そしてその中で、お子さん、親御さん、保育士や教員、教育委員会の方、福祉事業所の職員やサビ児管、相談支援専門員、医師や看護師など、たくさんの方々と関わることができました。
そのような経験を通して、率直に感じてきたことを2つ挙げます。
1.企業に所属して働くことへの葛藤
これは入社する前から覚悟していたことではあるのですが、実際に入社してからも今現在まで、この葛藤は続いています。
詳細を伝えることは当然できませんし、する必要もないのですが、誤解を招きかねないので書いておきます。
これは会社への不満では決してありません。
また、教員を辞めたことへの後悔も全くありません。
実際、この約9か月間で、見識や視野が確実に広まったと実感しています。
ただ、余計なことを何も考えなくていいとしたら、僕は
そう思っています。
将来的には、そのような生き方をしていきたいですね。
2.「対話」の大切さ
上述したように、いろんな方々とお話してきました。
ときには、「未だにこんな考え方の現場があるのか」「この人はなぜこんな考え方をするんだろうか」と思う場面もありました。

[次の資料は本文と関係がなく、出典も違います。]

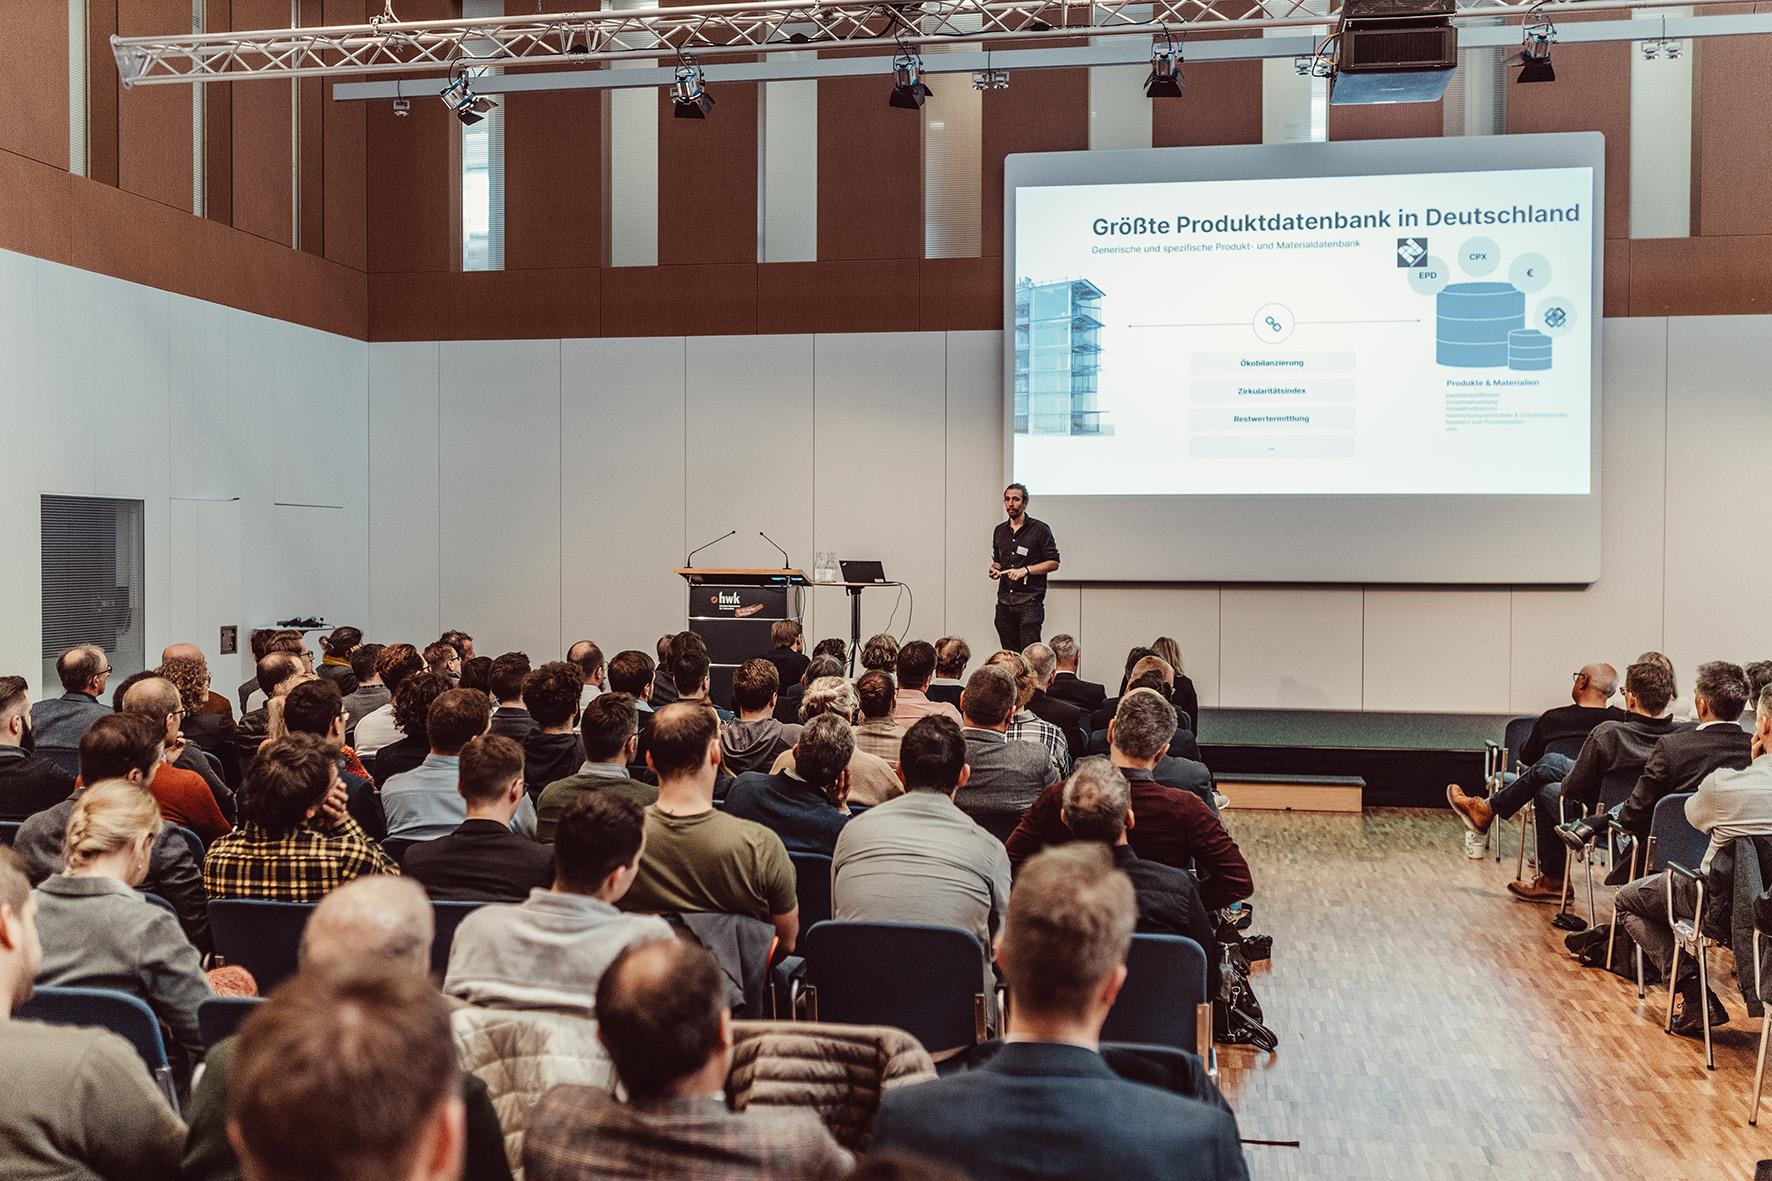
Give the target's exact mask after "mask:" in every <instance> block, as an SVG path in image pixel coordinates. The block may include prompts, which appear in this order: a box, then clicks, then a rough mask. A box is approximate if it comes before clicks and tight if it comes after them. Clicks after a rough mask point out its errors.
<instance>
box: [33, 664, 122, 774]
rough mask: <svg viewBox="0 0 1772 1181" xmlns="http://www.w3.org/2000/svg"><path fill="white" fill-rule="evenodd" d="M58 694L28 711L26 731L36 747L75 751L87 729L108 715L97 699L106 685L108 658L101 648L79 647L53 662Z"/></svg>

ですが、何回も対話を重ねていくと、「当事者の幸せ(ウェルビーイング)」を考えているのはお互い同じであることに気付きます。
意見の相違や誤解の要因の大半は、コミュニケーションの不足です。
昨今、対話を避ける傾向が強まっているように思います。
それは心理的な防衛(批判を恐れる、自身の考えを正当化するなど)であったり、社会の変化(SNSの広がりなど)であったり、国民性と説明されたりするかもしれません。
ですが、対話なき発信(批判)は、分断を生むだけです。
それは障害児者支援の場でも同じです。
基本的なノウハウ(知識やスキル)を備えた人材は確実に増えてきています。
あとは
それが、ソーシャルインクルージョンという道のりにおいて不可欠だと痛感しています。
※ちなみに「対話」は「議論」ではありません。
議論は最終的な結論を出す必要がありますが、「対話」は意味や目的の共有を通して本質を見つけることが目的です。
これから
ということで、気付いたら長々と書いてしまいました。
最後に、これからのこと。
今はまだ具体的には書けませんが、
・上述した今年度の取り組みの継続
・自身の働き方の調整
・対話の場づくり
・NPOとのお仕事
などができたらと思っています。
また、SNSは「対話のツール」として今後使っていこうと考えています。
ちなみに僕の夢は
「集まった人同士、子育てのことを何でも相談し合えるお店をつくること」
なのですが、結局「対話」がしたいんだな、と思ったところで終わります。
それでは、今年最後の1日、健やかにお過ごしください。